More than 60 health workers form the bulk of people under quarantine after they were identified as having contact with a 30-year old male health worker who died September 28 of Marburg -- an Ebola-like hemorrhagic fever.
"As of today, a total of 99 contacts are under follow up. All the contacts are still in a healthy condition," Dr. Jane Ruth Aceng, director general for health services in Uganda, said in the latest update on the outbreak on Tuesday.
"The National Taskforce through the field epidemiologists and surveillance officers continues to closely monitor all people who got into contact with this confirmed case," she noted.
The dead health worker was a radiographer in a hospital in the capital of Kampala and also at Mpigi District Health Center IV, places where authorities say he made contact with colleagues.
Aceng revealed that at least 11 people have tested negative after results from Uganda Virus Research Institute (UVRI) indicate that although the suspects had developed signs and symptoms similar to that of the disease, they did not contract the virus.
"However, for those who continue to have signs, tests will be run again after three days," Dr. Aceng said.
Among those who tested negative include are the brother of the deceased; two health workers from a children HIV/AIDS hospital; seven persons from Mpigi Health Center IV; and two relatives of the deceased who participated in the burial.
"When he felt ill on September 17, he traveled back to Mpigi for treatment since he felt more comfortable with a facility that he had worked with for a long time, a duration the disease was spread," said a statement by health authorities last Sunday.
Marburg virus was first identified in 1967, when 31 people became sick in Germany and Yugoslavia in an outbreak that was eventually traced back to laboratory monkeys imported from Uganda.
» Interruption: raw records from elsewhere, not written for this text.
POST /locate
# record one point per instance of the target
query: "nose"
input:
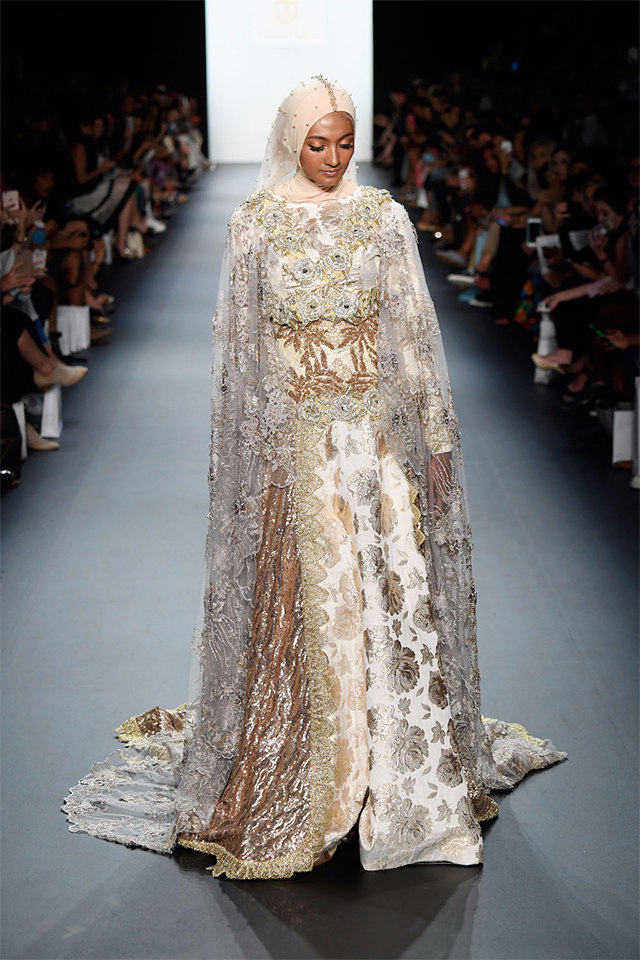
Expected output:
(332, 158)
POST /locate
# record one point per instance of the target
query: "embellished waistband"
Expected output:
(324, 408)
(303, 308)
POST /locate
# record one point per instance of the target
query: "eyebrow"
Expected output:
(343, 137)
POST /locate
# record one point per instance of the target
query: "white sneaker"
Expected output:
(36, 442)
(460, 279)
(63, 374)
(452, 256)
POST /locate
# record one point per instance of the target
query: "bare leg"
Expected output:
(124, 221)
(33, 355)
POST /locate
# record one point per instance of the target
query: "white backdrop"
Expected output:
(258, 50)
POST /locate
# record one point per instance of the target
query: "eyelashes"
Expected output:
(345, 146)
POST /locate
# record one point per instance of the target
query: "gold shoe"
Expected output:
(36, 442)
(543, 364)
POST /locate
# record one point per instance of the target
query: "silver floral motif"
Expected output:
(423, 615)
(410, 825)
(437, 690)
(344, 306)
(338, 259)
(409, 747)
(363, 484)
(402, 668)
(392, 592)
(311, 307)
(449, 770)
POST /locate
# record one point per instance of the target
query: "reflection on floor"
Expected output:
(102, 559)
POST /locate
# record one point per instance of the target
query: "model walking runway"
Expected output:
(99, 607)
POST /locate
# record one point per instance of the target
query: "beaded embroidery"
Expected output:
(319, 285)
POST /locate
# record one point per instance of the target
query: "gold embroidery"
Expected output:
(325, 358)
(318, 285)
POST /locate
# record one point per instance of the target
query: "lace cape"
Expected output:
(252, 430)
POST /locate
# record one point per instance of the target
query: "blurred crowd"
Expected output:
(531, 198)
(87, 181)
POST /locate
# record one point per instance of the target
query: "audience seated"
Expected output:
(531, 194)
(85, 181)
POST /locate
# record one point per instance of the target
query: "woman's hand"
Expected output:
(597, 241)
(618, 339)
(587, 270)
(18, 276)
(552, 301)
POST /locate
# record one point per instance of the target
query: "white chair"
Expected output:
(622, 446)
(74, 324)
(18, 409)
(547, 343)
(108, 247)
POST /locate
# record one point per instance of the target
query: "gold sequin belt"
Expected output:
(303, 308)
(324, 408)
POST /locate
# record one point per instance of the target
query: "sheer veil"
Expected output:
(309, 100)
(183, 770)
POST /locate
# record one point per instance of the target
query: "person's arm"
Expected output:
(618, 268)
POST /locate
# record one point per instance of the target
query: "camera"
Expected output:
(533, 230)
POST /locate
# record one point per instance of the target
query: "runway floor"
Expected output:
(103, 546)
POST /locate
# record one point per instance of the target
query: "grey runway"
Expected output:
(103, 546)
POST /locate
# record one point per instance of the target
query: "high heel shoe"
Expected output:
(64, 375)
(36, 442)
(543, 364)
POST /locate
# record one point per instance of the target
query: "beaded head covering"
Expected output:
(297, 113)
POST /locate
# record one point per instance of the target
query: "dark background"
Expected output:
(162, 41)
(429, 38)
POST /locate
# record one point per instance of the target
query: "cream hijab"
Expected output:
(281, 170)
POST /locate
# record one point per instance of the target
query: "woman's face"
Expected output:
(491, 162)
(605, 212)
(327, 149)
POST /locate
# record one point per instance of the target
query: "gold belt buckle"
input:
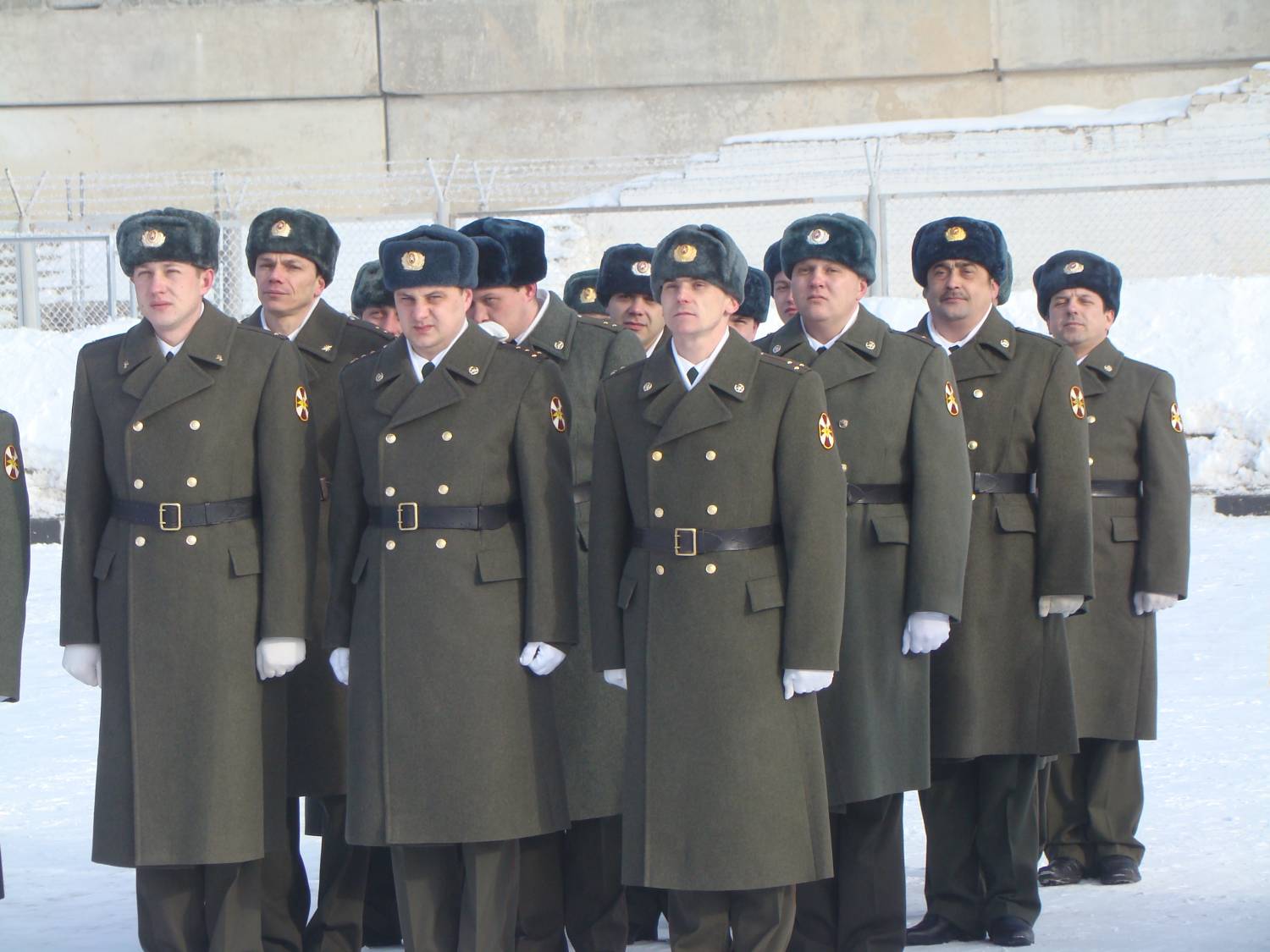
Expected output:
(163, 517)
(693, 537)
(403, 508)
Since then the virus has appeared sporadically, with just a dozen outbreaks on record, many -- including the current situation -- involving just a single patient.
Marburg virus causes symptoms similar to Ebola, beginning with fever and weakness and often leading to internal or external bleeding, organ failure and death. The death rate runs as high as 80 percent, although it was significantly lower in the initial outbreak when patients were cared for in relatively modern, European hospitals.
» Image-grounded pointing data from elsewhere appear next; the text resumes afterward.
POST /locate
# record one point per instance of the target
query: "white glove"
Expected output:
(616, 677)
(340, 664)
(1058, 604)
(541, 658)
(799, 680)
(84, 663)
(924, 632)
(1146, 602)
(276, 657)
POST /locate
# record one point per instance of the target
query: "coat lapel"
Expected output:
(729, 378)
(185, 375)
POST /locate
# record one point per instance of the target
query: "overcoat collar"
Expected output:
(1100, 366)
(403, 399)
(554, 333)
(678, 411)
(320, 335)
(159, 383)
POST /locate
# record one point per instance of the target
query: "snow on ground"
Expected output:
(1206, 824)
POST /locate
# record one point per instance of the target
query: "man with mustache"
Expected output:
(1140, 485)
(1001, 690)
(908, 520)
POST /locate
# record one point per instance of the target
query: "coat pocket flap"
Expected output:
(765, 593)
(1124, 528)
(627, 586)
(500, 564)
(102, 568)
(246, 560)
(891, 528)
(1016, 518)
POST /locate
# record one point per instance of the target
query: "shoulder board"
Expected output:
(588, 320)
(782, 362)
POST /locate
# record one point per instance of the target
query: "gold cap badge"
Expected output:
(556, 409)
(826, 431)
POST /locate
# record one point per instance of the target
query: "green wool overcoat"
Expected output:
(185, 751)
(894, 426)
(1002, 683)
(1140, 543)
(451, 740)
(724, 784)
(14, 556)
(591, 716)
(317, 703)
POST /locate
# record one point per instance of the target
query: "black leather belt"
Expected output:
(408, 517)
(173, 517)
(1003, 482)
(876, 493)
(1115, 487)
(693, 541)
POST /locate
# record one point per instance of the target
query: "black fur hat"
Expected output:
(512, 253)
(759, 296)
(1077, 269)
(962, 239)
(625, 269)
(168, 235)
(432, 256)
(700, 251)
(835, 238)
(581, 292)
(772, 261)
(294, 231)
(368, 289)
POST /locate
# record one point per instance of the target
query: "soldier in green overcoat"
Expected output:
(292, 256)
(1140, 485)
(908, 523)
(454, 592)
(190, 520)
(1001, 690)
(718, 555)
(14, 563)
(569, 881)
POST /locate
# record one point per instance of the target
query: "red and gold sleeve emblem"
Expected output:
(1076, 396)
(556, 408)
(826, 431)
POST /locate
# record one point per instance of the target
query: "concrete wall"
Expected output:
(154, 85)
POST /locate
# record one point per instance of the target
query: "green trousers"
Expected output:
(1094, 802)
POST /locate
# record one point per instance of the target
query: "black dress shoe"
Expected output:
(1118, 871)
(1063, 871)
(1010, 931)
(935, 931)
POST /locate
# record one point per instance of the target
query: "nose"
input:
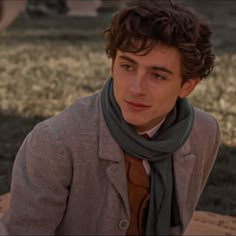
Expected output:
(137, 85)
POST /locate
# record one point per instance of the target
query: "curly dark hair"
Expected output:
(142, 24)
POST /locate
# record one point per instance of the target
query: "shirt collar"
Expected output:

The most recent outbreak, also in Uganda, in 2012, killed four out of 15 patients, according to the Centers for Disease Control and Prevention.
On Tuesday, CDC Director Thomas Frieden pointed to the most recent Marburg case as an example of how a deadly virus could be contained.
"We've done important work in Uganda to help the Ugandans better have a laboratory network so they can find cases, have a response network with disease detectives who can follow up and have an emergency operations center to trace individual cases," Frieden said.
The extensive contact tracing included tracking an embalmer back to Kenya, where he was tested and found not to be infected with Marburg.
"I mention this, because oftentimes in public health, what gets noticed is what happens and it's hard to see what doesn't happen," Frieden continued, noting that there have so far been no additional cases. "That may not make headlines, but it does give us confidence that we can control Ebola in West Africa."